Aftermarket options to increase negative volume:
•   Vorsprung Luftkappe (shown at right)
•   Shockcraft Hot Rod (not yet released to the public)

These two will both fit and work together in some forks.

So that's the initial and mid-stroke. But what about mid-end?

Improving Mid-End Stroke

The only way to firm up the mid-stroke without making the end-stroke worse is by creating another air chamber.  There are two ways to do this: with transient air pressure or with a second sealed and pressurised chamber with piston.

Creating another chamber causes the now intermediate chamber to ramp up in pressure sooner to give a firmer and more supportive mid-stroke.  At deeper stroke this either blows-off into the second positive chamber or starts to activate the second piston and chamber.

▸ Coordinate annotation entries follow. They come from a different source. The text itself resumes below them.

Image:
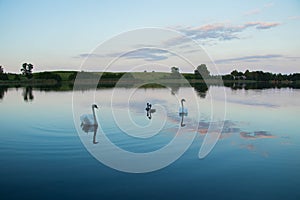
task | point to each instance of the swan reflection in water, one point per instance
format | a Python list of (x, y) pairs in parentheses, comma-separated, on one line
[(89, 123), (182, 112), (149, 110), (27, 94)]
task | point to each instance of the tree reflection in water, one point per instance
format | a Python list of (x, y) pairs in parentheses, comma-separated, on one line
[(27, 94)]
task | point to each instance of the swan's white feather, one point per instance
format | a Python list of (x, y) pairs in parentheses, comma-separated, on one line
[(87, 119), (183, 110)]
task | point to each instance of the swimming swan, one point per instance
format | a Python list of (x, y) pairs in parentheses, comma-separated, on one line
[(89, 119), (182, 109)]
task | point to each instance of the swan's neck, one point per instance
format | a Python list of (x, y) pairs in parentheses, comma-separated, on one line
[(95, 120)]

Dynamic Volume Chamber (DVC)Aftermarket options to improve mid to end stroke:
•   SD Components Dynamic Volume Chamber (SD-DVC) (shown at left)
•   MRP Ramp Control
•   Manitou Inifinite Rate Travel (IRT)

•   Ohlins Triple Chamber

The MRP Ramp Control is one that blows off into a second chamber and needs the fork to fully extend to reset.

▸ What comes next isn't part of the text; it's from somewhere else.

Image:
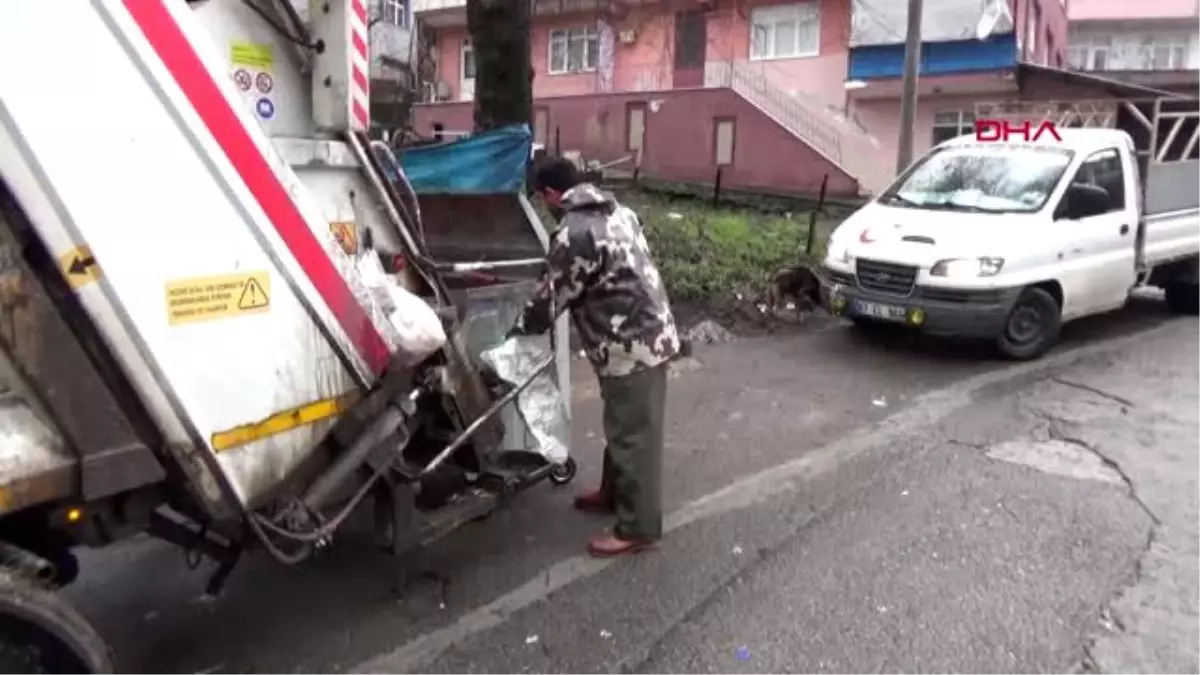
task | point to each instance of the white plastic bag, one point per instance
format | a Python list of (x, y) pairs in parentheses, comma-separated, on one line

The Manitou IRTSD-DVC and Ohlins are two chamber systems with two air valves for tuning.

Tuning Differences

If you run a Luftkappe it increases negative volume by reducing positive.  On RockShox forks it is recommended to start with one less token than you previously ran.  Use our standard natural frequency method to set air pressure.

The Shockcraft Hot Rod does not change positive chamber volume on Pike/Lyrik forks, but it does on others (like Boxxers).  Regardless, it changes the spring balance so pressures will need reset based on natural frequency.

The SD-DVC and Manitou IRT are more difficult to tune as they introduce not only a second chamber with pressure difference, but they introduce completely new tuning options:

•   For trail riding with expected sharp but moderate sized bumps I recommend your normal air pressure +10psi in the top chamber and normal air pressure -10psi in the bottom chamber.
•   For more aggressive riding wanting more bottom out control you can run up to double the pressure in the top chamber.

You can also vent the top chamber and just run the bottom to disable the effect in SD-DVC and Manitou IRT. This makes them behave like a conventional single air chamber.

The MRP Ramp Control is a blow-off threshold between the two chambers which is controlled by the dial on the top.  Set your normal pressure by natural frequency, wind the knob fully open (anti-clockwise) and increment it up until you're happy with the support.  Too far will make the mid-stroke too harsh.  Not enough will give no benefit.